Thanks for taking a peek - Erik


----------



## chuck_thehammer (Oct 24, 2007)

Out-standing, looks real


----------



## StarbaseEcho (Dec 29, 2010)

Excellent!


----------



## superduty455 (Jun 21, 2000)

WOW! That is OUTSTANDING! One of the best jobs I have seen as far as surface rust on a car. First time you say? Couldn't be!
Chris


----------



## Pete McKay (Dec 20, 2006)

Your rust looks a lot better than mine! I've been working on a chopped '32 for a couple of weeks now and went with a custom mix of burnt iron metalizer, rust brown, steel and shot it at low pressure to get some texture.










I'm gonna have to try yours on the next rat rod I do, that looks great.


----------



## chris73159 (Jan 4, 2011)

That looks awesome erik, the interior details are really cool. Great job on the weathering to.


----------



## erikd (Jan 24, 2011)

Thanks for all the kind words everyone - I do appreciate!



superduty455 said:


> WOW! That is OUTSTANDING! One of the best jobs I have seen as far as surface rust on a car. First time you say? Couldn't be!
> Chris


Hey Chris - I may BS about my incredible intellectual skills and my stunning good looks - if you've ever read anything I wrote WITHOUT spell check or if you've seen a pic of me you know those are both a LOAD of BS...but it's nothing but the facts when it comes to the plastic!
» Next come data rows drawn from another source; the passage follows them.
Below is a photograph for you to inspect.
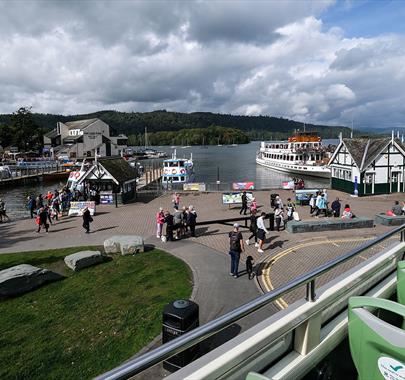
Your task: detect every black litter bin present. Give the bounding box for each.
[270,193,279,208]
[267,212,275,231]
[162,299,199,372]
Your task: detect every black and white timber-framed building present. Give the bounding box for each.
[78,157,137,204]
[328,134,405,196]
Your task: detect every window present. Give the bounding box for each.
[172,176,179,181]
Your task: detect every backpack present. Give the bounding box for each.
[229,232,241,251]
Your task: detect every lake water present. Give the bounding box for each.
[0,141,335,217]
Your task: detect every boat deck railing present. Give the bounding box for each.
[96,224,405,380]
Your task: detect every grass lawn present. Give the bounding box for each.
[0,247,192,380]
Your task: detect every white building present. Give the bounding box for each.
[328,135,405,195]
[44,118,127,159]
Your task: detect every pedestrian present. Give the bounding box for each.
[342,204,353,219]
[182,206,188,234]
[172,192,180,210]
[312,191,321,217]
[187,205,197,237]
[228,223,244,278]
[315,194,327,217]
[164,210,174,241]
[274,195,283,210]
[250,197,257,213]
[82,206,93,233]
[0,198,10,222]
[274,206,284,231]
[173,207,184,239]
[309,194,316,215]
[239,191,248,215]
[257,212,269,254]
[323,188,328,206]
[36,193,44,208]
[156,207,165,239]
[36,207,50,233]
[392,201,403,216]
[27,195,37,219]
[246,209,259,247]
[286,198,295,221]
[331,197,341,217]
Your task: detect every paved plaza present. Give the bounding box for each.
[1,189,402,313]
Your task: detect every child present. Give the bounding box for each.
[156,207,165,238]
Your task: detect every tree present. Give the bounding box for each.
[10,107,43,152]
[0,123,14,148]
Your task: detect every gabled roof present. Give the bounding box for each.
[64,118,99,130]
[98,157,137,183]
[44,129,58,138]
[334,137,405,172]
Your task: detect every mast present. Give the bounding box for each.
[144,127,148,148]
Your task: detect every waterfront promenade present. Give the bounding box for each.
[1,189,402,311]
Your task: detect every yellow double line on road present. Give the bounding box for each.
[261,237,374,310]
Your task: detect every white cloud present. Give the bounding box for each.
[0,0,404,129]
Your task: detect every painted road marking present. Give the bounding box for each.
[261,237,374,309]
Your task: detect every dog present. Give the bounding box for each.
[246,255,254,280]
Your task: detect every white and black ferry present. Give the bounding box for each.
[256,131,332,178]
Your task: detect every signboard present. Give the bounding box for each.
[100,194,114,204]
[68,201,96,216]
[183,183,206,191]
[232,182,255,190]
[222,192,254,205]
[295,189,319,204]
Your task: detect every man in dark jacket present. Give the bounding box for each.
[28,195,37,219]
[331,197,341,218]
[82,207,93,233]
[228,223,245,278]
[239,191,248,215]
[187,206,197,237]
[164,211,174,241]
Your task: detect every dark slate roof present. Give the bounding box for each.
[361,138,390,170]
[99,157,137,183]
[342,138,369,168]
[343,137,405,171]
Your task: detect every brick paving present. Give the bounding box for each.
[1,189,403,308]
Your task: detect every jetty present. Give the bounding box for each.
[0,166,69,187]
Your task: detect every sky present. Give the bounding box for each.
[1,0,405,129]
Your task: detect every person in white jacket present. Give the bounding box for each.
[256,212,269,254]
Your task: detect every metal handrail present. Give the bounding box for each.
[96,223,405,380]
HAHAHA!!

Hey Pete - thanks for the kind words - you're rat rod looks great. I truly have a great deal of respect for anyone who can chop and re-build..that's so far out of my comfort zone! If you'd like more info on the beater here's a link to the album http://public.fotki.com/MrLucky/model-cars/blt-51-chevy-bel/ Because this was so involved I've added some details in the description for some of the pics. You'll have to click through the album to read the descriptions - that's one of the few bummers of Fotki.
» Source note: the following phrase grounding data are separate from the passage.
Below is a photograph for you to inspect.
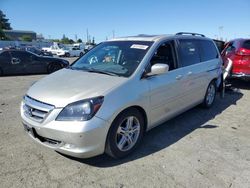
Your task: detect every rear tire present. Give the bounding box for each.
[105,108,145,159]
[47,63,61,74]
[202,81,217,108]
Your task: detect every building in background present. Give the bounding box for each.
[3,29,36,41]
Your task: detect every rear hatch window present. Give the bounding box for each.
[242,40,250,50]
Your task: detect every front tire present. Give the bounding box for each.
[105,108,145,159]
[202,81,217,108]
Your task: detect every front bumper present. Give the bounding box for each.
[20,101,110,158]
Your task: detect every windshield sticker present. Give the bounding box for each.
[130,44,149,50]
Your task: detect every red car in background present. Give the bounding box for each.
[222,39,250,80]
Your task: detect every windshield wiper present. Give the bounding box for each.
[67,66,121,76]
[67,66,89,71]
[87,68,119,76]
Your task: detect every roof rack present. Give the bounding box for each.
[176,32,205,37]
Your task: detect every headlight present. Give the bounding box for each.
[56,96,104,121]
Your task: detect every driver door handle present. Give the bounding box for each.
[187,71,192,76]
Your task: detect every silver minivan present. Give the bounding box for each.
[20,33,223,158]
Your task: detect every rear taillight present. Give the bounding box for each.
[233,54,243,64]
[242,56,250,62]
[236,48,250,56]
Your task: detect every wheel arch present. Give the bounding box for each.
[207,75,220,91]
[47,62,62,73]
[212,77,220,89]
[104,105,148,158]
[110,105,148,132]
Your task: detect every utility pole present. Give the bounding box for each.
[112,30,115,38]
[218,26,223,40]
[86,29,89,43]
[89,35,91,43]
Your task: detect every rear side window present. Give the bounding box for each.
[10,51,31,63]
[178,39,200,67]
[242,40,250,49]
[199,40,218,61]
[10,51,29,58]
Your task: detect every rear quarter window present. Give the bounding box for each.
[242,40,250,49]
[199,40,218,61]
[177,39,200,67]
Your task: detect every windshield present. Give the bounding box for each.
[71,41,153,77]
[62,46,70,50]
[27,47,41,55]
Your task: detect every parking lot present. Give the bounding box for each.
[0,57,250,188]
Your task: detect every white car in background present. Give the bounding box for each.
[67,46,85,57]
[42,46,70,57]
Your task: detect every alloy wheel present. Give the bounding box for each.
[115,116,140,152]
[206,83,216,105]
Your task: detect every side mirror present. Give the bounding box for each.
[147,63,169,76]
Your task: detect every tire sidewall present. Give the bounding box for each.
[106,108,145,158]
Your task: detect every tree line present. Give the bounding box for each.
[0,10,12,40]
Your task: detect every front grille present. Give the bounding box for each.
[23,95,54,123]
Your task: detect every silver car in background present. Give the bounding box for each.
[20,32,223,158]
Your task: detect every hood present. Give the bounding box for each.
[27,68,127,107]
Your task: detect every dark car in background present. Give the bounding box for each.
[222,39,250,80]
[0,50,69,76]
[24,46,53,57]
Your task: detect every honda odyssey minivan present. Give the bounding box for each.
[20,33,223,158]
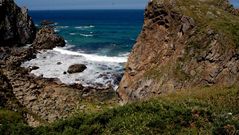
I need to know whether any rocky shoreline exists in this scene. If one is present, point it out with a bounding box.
[0,0,119,127]
[0,39,119,127]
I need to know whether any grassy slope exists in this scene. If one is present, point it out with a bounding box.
[164,0,239,47]
[1,86,238,135]
[178,0,239,47]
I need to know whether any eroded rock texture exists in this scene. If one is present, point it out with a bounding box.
[118,0,239,102]
[0,0,36,46]
[32,26,65,50]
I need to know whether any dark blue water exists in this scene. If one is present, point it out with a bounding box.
[29,10,144,56]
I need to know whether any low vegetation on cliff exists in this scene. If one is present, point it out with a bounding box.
[1,86,238,134]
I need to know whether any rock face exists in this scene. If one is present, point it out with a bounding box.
[0,47,118,127]
[0,0,36,46]
[32,26,65,50]
[0,47,36,69]
[118,0,239,102]
[0,71,15,108]
[0,70,24,114]
[67,64,87,74]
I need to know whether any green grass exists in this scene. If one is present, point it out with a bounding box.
[176,0,239,48]
[0,109,32,135]
[0,86,238,135]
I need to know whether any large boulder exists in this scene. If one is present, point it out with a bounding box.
[32,26,65,50]
[67,64,87,74]
[0,0,36,46]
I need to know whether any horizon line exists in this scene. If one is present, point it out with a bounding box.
[28,8,146,11]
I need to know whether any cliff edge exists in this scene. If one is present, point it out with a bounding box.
[119,0,239,102]
[0,0,36,46]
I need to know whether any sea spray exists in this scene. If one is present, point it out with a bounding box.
[22,47,125,89]
[53,47,128,63]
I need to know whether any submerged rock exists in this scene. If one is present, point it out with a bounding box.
[67,64,87,74]
[32,26,65,50]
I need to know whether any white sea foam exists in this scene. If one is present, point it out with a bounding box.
[69,33,76,35]
[54,29,60,32]
[21,47,126,89]
[53,47,127,63]
[119,52,130,57]
[75,25,95,29]
[57,26,69,29]
[79,34,94,37]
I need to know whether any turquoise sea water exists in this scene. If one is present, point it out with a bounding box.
[23,10,144,89]
[29,10,144,56]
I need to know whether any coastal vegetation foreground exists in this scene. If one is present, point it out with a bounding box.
[1,86,239,134]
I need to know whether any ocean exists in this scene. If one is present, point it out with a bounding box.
[22,10,144,89]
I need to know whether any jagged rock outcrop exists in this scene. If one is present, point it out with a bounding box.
[0,0,36,46]
[32,26,65,50]
[118,0,239,102]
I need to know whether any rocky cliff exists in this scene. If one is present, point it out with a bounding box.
[118,0,239,102]
[32,26,65,50]
[0,0,36,46]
My order from SMBC came in the mail today - as soon as I get the last of the bits painted I'll post the finished pics!

Thanks again everyone!


----------



## Dyonisis (Nov 11, 2009)

It's good to see that someone else likes to build dioramas of imperfect cars. This is very convincing, except the chrome on most junkyard cars is either intact with most of its' shine or it's missing completely. It just looks a little too new with the flat appearance to it. Maybe a little rust on the chrome on the sides? 
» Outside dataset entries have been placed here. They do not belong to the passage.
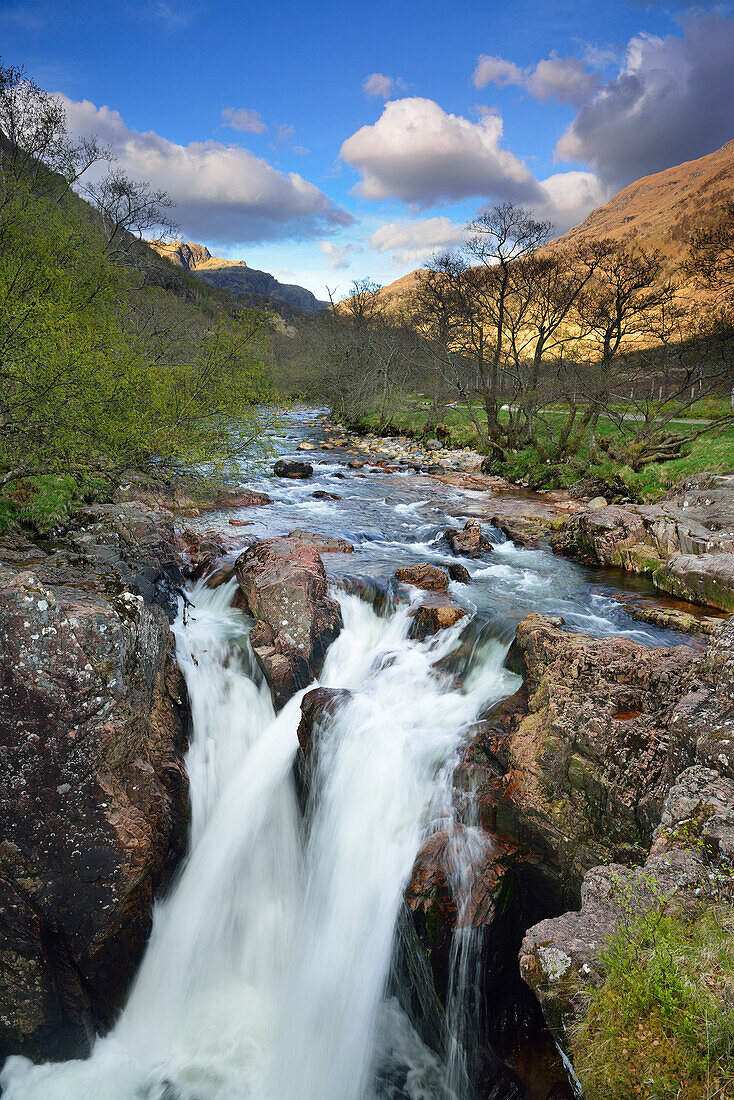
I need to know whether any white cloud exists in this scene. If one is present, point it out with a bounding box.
[556,13,734,187]
[369,217,465,266]
[472,55,524,89]
[318,241,357,270]
[221,106,267,134]
[535,171,611,233]
[61,96,352,244]
[340,97,541,207]
[363,73,397,98]
[473,51,598,106]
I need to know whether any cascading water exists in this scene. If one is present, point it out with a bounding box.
[1,579,518,1100]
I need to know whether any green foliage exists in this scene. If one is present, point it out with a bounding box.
[0,61,282,533]
[571,893,734,1100]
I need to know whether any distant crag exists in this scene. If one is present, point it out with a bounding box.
[153,240,328,313]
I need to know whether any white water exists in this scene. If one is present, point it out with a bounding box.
[2,580,519,1100]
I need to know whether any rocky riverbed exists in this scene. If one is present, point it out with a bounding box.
[1,408,732,1100]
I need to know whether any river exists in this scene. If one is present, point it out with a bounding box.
[1,409,694,1100]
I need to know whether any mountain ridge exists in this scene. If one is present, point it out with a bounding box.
[152,240,328,313]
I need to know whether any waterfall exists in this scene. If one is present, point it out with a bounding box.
[1,582,519,1100]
~ Still sick of being unpaid and unwanted


----------



## Dave621955 (Aug 22, 2010)

Come on Erik, I know you've got more done!! Got to see the final product. Your killin us!!


----------



## Pete McKay (Dec 20, 2006)

LOL, oxidation takes time....


----------



## Pacific Cruiser (Feb 18, 2011)

Amaizing! What an inspiring project! Thaks for sharing the painting process. Very educational.


----------



## walsing (Aug 22, 2010)

Very nice! One of the best rust jobs I've seen!


----------



## harristotle (Aug 7, 2008)

You did an awesome job on this!!! :thumbsup:


----------



## bucwheat (Mar 9, 2010)

Man ,how real can it look?


----------